Backported "Linux TCP BBR patches for higher wifi throughput and lower queuing delays"

N.B. This patch is not BBRv2 (still in alpha)

For those interested in running BBR on their routers running Samba/CIFS or VPN (tcp connections terminating at the router), I've attempted to backport the patches from this post: https://groups.google.com/forum/#!topic/bbr-dev/8pgyOyUavvY

This is compile-time, run-tested on mvebu: 1900ACS (Shelby). No numbers or comparative statistics yet - which is why I'm putting this out there ( to get more testing).

This should solve the problems arising from: TCP BBR impacts the WiFi performance from MAC aggregation (AMSDU/AMPDU).

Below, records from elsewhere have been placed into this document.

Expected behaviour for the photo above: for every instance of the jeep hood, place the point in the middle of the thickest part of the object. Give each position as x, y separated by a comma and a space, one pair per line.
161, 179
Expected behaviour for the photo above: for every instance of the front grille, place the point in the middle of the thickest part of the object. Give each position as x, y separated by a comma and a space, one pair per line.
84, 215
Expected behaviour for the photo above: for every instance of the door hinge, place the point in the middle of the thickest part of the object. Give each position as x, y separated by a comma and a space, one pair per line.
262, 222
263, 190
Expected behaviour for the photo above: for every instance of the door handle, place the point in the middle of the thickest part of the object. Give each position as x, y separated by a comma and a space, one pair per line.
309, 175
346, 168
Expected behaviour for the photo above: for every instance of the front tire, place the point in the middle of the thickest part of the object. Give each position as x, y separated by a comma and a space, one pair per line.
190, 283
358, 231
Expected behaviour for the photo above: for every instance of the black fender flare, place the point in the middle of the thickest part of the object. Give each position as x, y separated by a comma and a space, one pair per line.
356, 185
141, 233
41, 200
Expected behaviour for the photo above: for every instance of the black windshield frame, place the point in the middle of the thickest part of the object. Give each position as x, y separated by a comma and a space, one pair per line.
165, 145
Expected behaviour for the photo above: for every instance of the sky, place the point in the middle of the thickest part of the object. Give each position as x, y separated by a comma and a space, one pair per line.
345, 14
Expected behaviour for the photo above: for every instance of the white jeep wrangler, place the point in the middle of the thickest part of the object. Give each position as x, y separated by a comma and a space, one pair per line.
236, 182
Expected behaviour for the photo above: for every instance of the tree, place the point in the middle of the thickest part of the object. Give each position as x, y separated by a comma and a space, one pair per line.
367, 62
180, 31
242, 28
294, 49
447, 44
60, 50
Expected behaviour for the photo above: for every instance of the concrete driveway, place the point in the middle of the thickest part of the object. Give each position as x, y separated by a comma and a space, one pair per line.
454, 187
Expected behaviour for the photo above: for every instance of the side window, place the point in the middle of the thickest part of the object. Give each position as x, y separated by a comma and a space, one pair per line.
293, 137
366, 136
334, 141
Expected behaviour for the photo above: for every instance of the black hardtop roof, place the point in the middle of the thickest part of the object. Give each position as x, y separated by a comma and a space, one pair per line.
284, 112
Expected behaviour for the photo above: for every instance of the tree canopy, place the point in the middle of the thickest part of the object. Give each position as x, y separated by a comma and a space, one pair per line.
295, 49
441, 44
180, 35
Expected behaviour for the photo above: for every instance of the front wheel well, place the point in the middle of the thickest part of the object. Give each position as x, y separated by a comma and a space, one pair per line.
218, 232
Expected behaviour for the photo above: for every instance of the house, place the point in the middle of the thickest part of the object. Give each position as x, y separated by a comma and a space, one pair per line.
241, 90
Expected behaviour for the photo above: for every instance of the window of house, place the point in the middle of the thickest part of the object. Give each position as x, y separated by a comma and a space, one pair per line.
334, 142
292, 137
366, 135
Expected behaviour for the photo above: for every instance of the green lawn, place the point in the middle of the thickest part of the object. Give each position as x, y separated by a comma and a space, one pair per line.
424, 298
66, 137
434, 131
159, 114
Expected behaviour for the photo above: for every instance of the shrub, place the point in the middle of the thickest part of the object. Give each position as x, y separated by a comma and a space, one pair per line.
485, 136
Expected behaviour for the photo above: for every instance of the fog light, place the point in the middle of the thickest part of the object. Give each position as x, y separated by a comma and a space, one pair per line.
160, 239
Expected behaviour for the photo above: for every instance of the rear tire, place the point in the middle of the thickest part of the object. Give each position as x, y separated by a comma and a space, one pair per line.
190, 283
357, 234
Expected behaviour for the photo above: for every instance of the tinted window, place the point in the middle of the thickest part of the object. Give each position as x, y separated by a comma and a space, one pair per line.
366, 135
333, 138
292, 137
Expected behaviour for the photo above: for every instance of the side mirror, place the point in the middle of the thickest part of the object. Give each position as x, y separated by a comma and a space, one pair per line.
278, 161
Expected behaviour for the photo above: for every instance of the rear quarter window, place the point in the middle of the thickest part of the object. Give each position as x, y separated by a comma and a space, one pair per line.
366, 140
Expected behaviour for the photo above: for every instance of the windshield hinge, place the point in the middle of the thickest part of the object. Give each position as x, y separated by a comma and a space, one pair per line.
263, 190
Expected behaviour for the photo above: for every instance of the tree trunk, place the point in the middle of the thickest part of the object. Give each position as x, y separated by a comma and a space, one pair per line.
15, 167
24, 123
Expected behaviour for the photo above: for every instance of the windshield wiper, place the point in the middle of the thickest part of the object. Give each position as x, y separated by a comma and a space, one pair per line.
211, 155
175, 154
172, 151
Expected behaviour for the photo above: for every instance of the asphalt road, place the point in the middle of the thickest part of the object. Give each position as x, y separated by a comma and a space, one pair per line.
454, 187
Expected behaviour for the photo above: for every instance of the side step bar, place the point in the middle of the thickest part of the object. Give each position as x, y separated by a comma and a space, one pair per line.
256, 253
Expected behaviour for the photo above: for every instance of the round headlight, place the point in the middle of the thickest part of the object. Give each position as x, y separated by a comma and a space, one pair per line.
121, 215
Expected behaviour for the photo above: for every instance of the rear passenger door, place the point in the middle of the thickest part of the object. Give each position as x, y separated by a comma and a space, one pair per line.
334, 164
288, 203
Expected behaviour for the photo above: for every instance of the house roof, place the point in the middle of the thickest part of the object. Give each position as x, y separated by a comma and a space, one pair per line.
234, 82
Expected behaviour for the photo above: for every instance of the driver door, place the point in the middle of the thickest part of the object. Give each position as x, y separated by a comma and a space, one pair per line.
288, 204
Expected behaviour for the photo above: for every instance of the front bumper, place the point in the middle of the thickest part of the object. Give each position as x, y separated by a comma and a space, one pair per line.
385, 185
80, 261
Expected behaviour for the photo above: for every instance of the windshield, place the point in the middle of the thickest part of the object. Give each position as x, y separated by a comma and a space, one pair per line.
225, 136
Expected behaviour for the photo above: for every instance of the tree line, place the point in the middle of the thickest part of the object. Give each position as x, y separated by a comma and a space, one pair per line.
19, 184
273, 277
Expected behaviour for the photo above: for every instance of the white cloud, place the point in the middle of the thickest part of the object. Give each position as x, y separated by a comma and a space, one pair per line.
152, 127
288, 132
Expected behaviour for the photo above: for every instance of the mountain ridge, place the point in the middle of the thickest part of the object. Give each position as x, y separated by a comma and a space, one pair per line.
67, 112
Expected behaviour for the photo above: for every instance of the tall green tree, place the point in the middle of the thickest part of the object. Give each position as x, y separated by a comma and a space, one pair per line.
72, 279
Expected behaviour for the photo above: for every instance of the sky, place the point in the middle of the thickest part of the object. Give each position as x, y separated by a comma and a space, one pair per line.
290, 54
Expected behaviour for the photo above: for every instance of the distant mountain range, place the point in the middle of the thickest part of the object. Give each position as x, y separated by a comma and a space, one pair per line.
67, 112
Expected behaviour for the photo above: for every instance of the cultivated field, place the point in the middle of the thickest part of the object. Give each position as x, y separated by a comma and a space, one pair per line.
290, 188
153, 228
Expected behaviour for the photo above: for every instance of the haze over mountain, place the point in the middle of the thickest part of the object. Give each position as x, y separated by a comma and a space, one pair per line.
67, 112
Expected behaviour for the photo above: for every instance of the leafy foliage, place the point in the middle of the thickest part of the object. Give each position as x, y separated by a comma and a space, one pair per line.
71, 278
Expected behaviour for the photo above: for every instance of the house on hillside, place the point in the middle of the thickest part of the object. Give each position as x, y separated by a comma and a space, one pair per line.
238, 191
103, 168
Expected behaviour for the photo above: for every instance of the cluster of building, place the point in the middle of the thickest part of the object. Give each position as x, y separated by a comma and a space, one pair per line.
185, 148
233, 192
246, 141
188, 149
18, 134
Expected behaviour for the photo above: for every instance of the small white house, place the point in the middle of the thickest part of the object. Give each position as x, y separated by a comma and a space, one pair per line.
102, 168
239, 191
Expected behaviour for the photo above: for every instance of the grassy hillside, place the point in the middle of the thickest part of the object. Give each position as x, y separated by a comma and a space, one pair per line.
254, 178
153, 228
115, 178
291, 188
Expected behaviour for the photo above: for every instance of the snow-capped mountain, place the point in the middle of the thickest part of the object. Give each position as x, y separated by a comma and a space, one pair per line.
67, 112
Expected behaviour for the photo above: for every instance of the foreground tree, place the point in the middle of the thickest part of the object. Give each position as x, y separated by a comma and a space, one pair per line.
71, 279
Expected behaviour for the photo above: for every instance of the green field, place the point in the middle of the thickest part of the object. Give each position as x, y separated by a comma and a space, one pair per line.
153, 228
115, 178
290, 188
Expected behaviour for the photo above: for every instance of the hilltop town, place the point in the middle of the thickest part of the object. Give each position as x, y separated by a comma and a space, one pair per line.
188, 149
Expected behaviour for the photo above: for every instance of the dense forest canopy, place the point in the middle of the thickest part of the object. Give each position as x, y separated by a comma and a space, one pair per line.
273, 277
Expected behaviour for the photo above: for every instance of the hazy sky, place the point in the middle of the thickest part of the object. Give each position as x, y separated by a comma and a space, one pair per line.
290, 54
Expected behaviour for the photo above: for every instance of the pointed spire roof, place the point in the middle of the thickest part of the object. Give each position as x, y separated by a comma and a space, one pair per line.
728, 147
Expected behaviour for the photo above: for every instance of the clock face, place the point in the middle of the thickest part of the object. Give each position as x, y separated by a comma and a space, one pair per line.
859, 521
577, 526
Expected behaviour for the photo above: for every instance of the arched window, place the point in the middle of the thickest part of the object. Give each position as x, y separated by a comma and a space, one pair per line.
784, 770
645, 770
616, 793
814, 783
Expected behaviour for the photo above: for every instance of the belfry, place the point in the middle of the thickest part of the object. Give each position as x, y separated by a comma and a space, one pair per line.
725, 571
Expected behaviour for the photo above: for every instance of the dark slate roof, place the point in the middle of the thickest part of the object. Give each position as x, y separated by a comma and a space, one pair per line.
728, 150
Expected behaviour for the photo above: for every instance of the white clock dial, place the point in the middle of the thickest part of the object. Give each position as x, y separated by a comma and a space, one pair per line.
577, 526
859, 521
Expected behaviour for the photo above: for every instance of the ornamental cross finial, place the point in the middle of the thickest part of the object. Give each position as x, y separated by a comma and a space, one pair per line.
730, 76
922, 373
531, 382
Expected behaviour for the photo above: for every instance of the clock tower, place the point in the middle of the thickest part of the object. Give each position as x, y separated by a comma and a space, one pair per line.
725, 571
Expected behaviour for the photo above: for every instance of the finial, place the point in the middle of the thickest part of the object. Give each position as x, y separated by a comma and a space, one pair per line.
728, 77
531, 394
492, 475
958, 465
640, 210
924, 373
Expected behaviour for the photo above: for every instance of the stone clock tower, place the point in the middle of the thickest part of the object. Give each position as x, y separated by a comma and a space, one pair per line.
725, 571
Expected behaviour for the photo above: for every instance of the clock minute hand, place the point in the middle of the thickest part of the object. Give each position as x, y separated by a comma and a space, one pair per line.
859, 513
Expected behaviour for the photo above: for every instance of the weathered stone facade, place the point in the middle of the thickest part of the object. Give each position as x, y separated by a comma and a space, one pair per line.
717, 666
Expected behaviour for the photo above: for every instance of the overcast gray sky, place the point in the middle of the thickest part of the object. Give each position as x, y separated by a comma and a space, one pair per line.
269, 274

This patchset will be made redundant/included by default when OpenWrt adopts Kernel 5.4 for the majority of targets (probably v20.07 ~July 2020).

Please test (put in targets/linux/generic/backports-4.1X)! If this works well for others, I'll clean it up and submit to OpenWrt trunk/master.

2 Likes

I really like this precise and correct management of expectations! I also like to option to run BBR :wink:

1 Like

4.14@ipq806x so far so good ( solid throughput numbers... uploads particularly efficient? )

1 Like

Will test on 4.19@ipq806x (r7800)

Can someone provide how to report difference before and after this patch?

Well, BBR has two promises, one it will cyclically try to probe the current path bandwidth and adjust itself such that it will not cause excessive (own-) bufferbloat, and that it is reasonably tolerant to relative low rates of packets loss as encountered e.g. over wifi links. So if you use a VPN from a coffee shop's WiFi network back into your network, BBR might be a good thing (except that you should not run a VPN over a TCP connection in the first place, but that often is not optional unfortunately).
Also BBRv1 was reported as not being terribly fair to non-BBR flows and might not play too well with an ECN/loss based AQM as sqm-scripts (but that should depend of the actual BBR version, v2 is supposed to be better in that regards, and I believe without evidence that BBRv1 also improved in that regard)

1 Like

Yep, it's not fair/doesn't co-exist with TCP Cubic/Reno or any loss-based TCP congestion control algorithms.

Theoretically it won't play well with Cake's BLUE or FQ_CoDel's Bulk Dropper. In any case, I agree in that it doesn't play well with ECN.

I don't think BBRv2 will play nicely with ECN still – it looks like they're adopting DCTCP/L4S style rather than SCE or RFC3168.

Though with my use case/ISP, I never receive ECN bits (even though I've enabled it everywhere). I'm pretty sure it's not a config error on my side anyways. I'm stuck with an ISP that uses old Cisco routers and Huawei/FiberHome ONTs/CPEs that probably screw up ECN as collateral due to their effort to nuke DSCP bits.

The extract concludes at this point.